CAL VICIEUX EXTRAARTICULAIRE : LA PLACE D’UN SUBSTITUT OSSEUX SYNTHETIQUE INJECTABLE : L’EUROBONE®
Introduction
Le cal vicieux du radius distal est probablement la complication la plus fréquente de la fracture la plus fréquente chez l’adulte. La question est vraiment de savoir quand traiter ce cal vicieux extra articulaire qui, laissé en l’état chez des patients à haute demande fonctionnelle, sera à l’origine d’une instabilité adaptative du carpe. Les objectifs de la prise en charge sont bien définis : analyser la demande et la gêne du patient, analyser le déplacement dans les trois plans et définir le traitement qui consiste surtout à choisir l’os à opérer. L’importance de la déformation va indiquer l’importance de la correction. Dans le plan frontal, l’horizontalisation du radius est classique ; la verticalisation est la conséquence bien souvent d’une hyper réduction par broches. Dans le plan sagittal, le déplacement est dorsal ou palmaire. Si le déplacement est dorsal, c’est que la réduction était initialement insuffisante ou qu’il y a eu un déplacement secondaire. S’il est palmaire, il y a encore une hyper réduction. Dans le plan horizontal, qui est souvent oublié dans l’analyse préopératoire, c’est le scanner qui permet de retrouver une supination du fragment distal et d’évaluer la congruence de la radio ulnaire distale ainsi que son caractère arthrosique ou non.

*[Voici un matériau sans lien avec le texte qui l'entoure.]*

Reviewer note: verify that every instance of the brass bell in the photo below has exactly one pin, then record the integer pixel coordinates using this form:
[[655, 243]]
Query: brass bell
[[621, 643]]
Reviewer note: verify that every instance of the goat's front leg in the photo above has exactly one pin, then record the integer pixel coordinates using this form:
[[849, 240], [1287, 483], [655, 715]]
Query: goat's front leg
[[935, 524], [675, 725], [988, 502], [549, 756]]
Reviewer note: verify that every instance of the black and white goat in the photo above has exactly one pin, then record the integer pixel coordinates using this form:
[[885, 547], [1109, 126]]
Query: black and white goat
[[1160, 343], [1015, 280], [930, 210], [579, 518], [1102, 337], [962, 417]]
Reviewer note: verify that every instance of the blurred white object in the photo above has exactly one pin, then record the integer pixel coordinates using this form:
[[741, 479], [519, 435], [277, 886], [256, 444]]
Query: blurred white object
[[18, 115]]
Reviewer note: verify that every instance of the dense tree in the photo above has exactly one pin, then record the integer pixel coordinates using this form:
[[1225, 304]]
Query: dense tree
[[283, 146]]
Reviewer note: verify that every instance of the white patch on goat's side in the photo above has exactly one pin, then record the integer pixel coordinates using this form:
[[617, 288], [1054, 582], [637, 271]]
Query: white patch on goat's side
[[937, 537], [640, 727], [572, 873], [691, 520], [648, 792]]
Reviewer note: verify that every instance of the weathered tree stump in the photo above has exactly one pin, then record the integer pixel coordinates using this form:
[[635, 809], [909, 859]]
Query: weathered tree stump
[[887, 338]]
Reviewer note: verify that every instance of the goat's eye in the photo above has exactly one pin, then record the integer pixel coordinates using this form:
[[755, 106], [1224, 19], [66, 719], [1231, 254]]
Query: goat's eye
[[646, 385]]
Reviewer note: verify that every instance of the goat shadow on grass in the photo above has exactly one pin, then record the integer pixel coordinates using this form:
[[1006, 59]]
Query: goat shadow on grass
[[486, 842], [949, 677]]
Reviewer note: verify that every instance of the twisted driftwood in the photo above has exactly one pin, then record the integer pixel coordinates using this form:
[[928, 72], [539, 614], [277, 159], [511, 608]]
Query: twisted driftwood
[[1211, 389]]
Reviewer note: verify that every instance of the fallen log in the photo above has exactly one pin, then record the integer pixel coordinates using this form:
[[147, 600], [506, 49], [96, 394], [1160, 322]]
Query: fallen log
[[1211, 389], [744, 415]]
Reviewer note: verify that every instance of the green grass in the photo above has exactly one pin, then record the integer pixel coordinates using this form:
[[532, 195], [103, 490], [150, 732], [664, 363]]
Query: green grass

Les principes thérapeutiques d’un cal vicieux extra articulaire sont bien connus et ont été rappelés par Voche (1). Il est classique d’aborder du côté de la déformation principale en réalisant sur le radius des ostéotomies d’addition ou de soustraction. L’addition étant le plus souvent nécessaire au vu du raccourcissement. Dans un premier temps, après l’abord, une ou deux broches sont positionnées parallèles à l’interligne radio carpien. L’ulna peut être aussi le site de geste (raccourcissement, Sauvé - Kapandji ou résections de la tête ulnaire).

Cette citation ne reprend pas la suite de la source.